1st International “Process in the Large” Workshop (IW-PL’10)
The field of Business Process Management (BPM) is rich with methodologies, techniques and tools to support the analysis, design, automation and management of business processes. However, few of these methods and techniques find their way to direct application by practitioners and, if they do, only after a serious time lag. A couple of issues may be related to this phenomenon. Arguably, researchers spend too little attention on the evaluation of their methods and techniques beyond the small, toy-sized examples that fit the typical scientific publication. Thus, the scalability of the proposed solutions is often not properly determined. In consequence, it may be extremely difficult for a practitioner to select that method or technique from the many available that most effectively contributes to the actual management and improvement of processes of real dimensions.
The goals of this workshop are twofold. First, the aim is to reflect on the applicability of the existing methods and techniques under realistic, industry-strength conditions, and especially, in the context of large process models or collections thereof. While academic BPM research is often single minded, in the sense that it puts the focus on one view on a process, one type of stakeholder, one performance aspect, one type of process model, one abstraction level, one type of modeling notation, etc., reality is often multi-faceted. The workshop solicits contributions that show the limitations of existing methods and techniques and identify how these limitations can be addressed to enable industrial usage.
Second, the aim is to identify issues that have been under-researched because they typically do not occur when considering process management at the micro level or only under highly stylized conditions, e.g. when assuming that processes are small, few in numbers, or structured. Contributions that show the complexities of having to deal with large or unstructured processes, great numbers of process models and processes that involve many participants across various organizations, are therefore highly welcome as well. In this way, the workshop hopes to stimulate calls for new, relevant BPM research.
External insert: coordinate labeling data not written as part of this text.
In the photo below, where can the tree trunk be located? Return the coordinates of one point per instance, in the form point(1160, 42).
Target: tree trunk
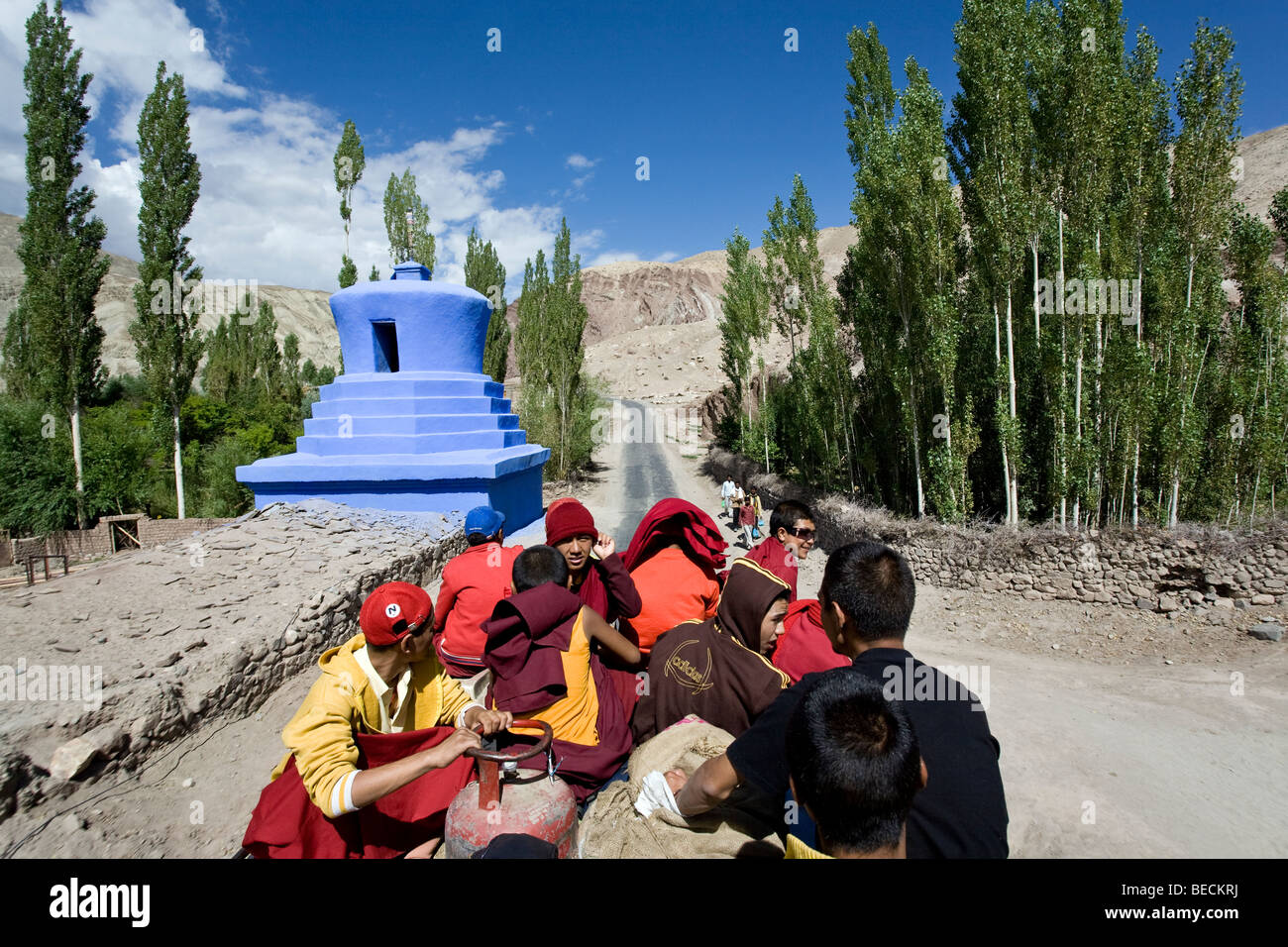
point(81, 522)
point(1010, 371)
point(1060, 444)
point(1037, 308)
point(1134, 487)
point(915, 450)
point(178, 468)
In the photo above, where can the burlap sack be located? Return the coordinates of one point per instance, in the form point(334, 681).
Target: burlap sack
point(612, 828)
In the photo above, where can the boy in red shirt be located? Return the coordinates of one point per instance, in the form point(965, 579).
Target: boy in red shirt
point(473, 582)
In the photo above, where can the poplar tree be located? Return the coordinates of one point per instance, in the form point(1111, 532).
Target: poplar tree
point(1209, 93)
point(902, 270)
point(53, 342)
point(484, 273)
point(349, 163)
point(165, 334)
point(743, 320)
point(557, 401)
point(992, 154)
point(408, 236)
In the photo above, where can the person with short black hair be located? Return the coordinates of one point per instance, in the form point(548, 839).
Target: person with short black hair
point(537, 566)
point(855, 768)
point(791, 536)
point(867, 599)
point(802, 648)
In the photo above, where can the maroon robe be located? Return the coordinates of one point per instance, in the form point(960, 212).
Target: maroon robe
point(713, 668)
point(287, 825)
point(608, 589)
point(526, 637)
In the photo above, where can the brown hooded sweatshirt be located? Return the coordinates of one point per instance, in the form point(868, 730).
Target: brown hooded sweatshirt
point(713, 668)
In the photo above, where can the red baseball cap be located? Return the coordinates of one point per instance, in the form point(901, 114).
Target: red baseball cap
point(393, 611)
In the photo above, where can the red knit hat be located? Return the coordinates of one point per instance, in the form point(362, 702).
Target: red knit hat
point(566, 518)
point(393, 611)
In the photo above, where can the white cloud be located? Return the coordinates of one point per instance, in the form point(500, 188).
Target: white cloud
point(612, 257)
point(268, 208)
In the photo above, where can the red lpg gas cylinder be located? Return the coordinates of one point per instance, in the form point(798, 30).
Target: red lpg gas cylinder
point(509, 799)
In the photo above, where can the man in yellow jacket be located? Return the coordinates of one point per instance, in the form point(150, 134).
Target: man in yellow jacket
point(385, 680)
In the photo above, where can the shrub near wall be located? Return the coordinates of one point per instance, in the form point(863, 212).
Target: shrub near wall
point(1147, 569)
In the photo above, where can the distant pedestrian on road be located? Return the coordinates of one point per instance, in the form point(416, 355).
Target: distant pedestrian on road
point(754, 497)
point(725, 493)
point(746, 519)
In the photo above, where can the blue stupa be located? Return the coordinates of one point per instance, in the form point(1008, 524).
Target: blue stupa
point(413, 424)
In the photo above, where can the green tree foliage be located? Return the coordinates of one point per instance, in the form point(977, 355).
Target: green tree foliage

The workshop aspires to bring together researchers and practitioners who have an interest in life-sized business process management, i.e. the development and application of methodologies, techniques, and tools to support operational business processes with all their complexities. We seek contributions by those who wish to share their criticism on existing methods and techniques while also being able to present innovative ideas on scaling up these approaches, making them more suitable for real-life application, or on finding alternative approaches. Two main categories of submissions/presentations will be considered: a) work in progress, and b) regular papers.